T he NOW! sale in Paris on 28 February brings together the most innovative tastemakers from the worlds of art, design and fashion to bring together a unique selection of objects to suit every collection. We sat down with guest curators WE DO NOT WORK ALONE to talk about their motivations for this year's sale.
In a few words, who are you?
We are three friends who met in La Sorbonne while studying for our professional curator masters degrees. Then, each of us worked for several years in modern and contemporary art galleries, whilst we simultaneously organised a few exhibitions together for young artists. Then in 2015 we founded WE DO NOT WORK ALONE, a publisher of functional objects conceived by artists.
How did you come up with the idea of establishing WE DO NOT WORK ALONE?
We enjoy visiting workshops, working with artists, their very personal knowledge of art history and the way they look at artworks from the creator’s point of view. We wanted to work by their sides in a more engaged and direct way in order to capture our belief that art can change life, paths and perspectives as per the assertion of Robert Filliou: "Art is what makes life more interesting than art", famous words and still relevant to us. Thus the idea is to focus on the production of accessible pieces, easily handled, that introduce art into daily life..
Who do we find in the community WE DO NOT WORK ALONE?
The concept of community is at the center of our approach: our name is not only programmatic but it is also how we operate. In the beginning we mainly worked with artists we were close to, like Matthieu Cossé and Olivier Sévère. In our mind, the people who are part of this community are the artisans we work with, like the lapidary-turner and Master of Arts, Francis Bourjot but also the dealers like Bruno Mayrargue from the Yvon Lambert bookshop, who put their trust in us and have shown our pieces from the start.

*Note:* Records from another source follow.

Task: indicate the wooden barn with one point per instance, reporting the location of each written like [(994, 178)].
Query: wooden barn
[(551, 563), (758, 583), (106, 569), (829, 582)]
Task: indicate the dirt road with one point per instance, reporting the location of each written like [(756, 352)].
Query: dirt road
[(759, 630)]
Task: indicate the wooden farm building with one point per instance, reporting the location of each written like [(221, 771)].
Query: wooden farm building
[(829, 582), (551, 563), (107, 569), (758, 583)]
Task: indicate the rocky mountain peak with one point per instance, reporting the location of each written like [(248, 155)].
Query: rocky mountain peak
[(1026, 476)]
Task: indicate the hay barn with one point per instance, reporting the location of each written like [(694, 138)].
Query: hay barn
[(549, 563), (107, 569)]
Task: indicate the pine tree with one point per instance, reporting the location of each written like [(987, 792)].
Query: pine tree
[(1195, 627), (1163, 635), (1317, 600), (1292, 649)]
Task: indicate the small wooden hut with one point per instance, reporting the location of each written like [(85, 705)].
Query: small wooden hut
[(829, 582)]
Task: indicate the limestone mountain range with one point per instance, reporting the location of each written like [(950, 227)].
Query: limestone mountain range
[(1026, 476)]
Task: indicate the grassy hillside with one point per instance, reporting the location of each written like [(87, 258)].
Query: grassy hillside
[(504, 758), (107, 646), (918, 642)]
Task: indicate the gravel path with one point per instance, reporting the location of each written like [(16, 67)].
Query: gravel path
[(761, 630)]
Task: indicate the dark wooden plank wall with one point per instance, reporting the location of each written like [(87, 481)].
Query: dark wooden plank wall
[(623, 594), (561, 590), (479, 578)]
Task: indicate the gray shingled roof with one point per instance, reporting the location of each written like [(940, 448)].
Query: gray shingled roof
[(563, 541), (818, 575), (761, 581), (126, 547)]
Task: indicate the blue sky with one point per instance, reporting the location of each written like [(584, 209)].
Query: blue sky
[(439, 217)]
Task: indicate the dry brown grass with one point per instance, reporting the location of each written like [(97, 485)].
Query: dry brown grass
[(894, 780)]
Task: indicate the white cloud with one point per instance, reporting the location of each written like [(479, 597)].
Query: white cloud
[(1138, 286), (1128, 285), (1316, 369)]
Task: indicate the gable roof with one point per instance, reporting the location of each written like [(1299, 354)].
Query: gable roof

Tom Bücher and Delhia Dondain (T&D), the designers who have helped us create our visual identity as well as our scenographer Thibault Marca have also been key players since the beginning. Also Matthieu Mercier, the first artist we contacted without knowing personally, who entrusted us with the release of the LOVE & HATE white gloves, which is a hit!
From the sale, which are your favourite pieces?
We like the pitcherTêtes by Picasso. This one of a kind model is from a collaboration with the couple Ramié, owners of the pottery Madoura, which has led to the release of hundreds of functional ceramics each greater than the last. The plastic glove from Enrico Baj produced in 1968 for one edition of the portfolios by William Copley. It represents, in its conceptual and joyous disposition, a certain heroism of artistic releases from that time. We also like the photo by Michel François, Savon Mâle, in which an everyday object becomes an object of the mind; a witness of the artist's work and of his presence in the workshop. But there is also the Doll from the Ashanti people of Ghana, the chairs by Piero Fornasetti and the pieces by Karina Bisch, Mathieu Mercier, Olivier Sévère and A&F Lamarche-Ovize; to us they seem like perfect, every day, life companions!
What is the object you are the most proud of?
We are delighted to have reached a new milestone thanks to the release of the Taille-Pipe-Crayon by the artist François Curlet. It is our first time working on an actual industrial production process and on the constraints of a technical object which is more complex than appears at first sight: the metal pencil sharpener… Curlet creates his interpretation that touches with humor the language and references of art.
Another project also close to our hearts is a collection of wool seat cushions that we are having made in Kurashiki in Japan by a weaving and dying school linked to the Mingei movement. Mingei is an important reference for us: our name is also the title of a book written by the potter Kawai Kanjiro, one of the Mingei founders.
Which is the object or painting of your dreams?
Any of the 350 clay sculptures in the installation Suddenly This Overview by Fischli and Weiss at the 2013 Venice Biennale, which was a revelation for us. It delineates an elliptic, humorous and piecemeal view of the world, which through everyday situations reflects on the great truths of life and thus gives us a model, which is both formal and intellectual. Otherwise one of the objects made by Calder for his workshop and his house, like a toilet paper dispenser or a sieve, discovered in the book Calder Intime by Daniel Marchesseau, one of the main inspirations for WE DO NOT WORK ALONE.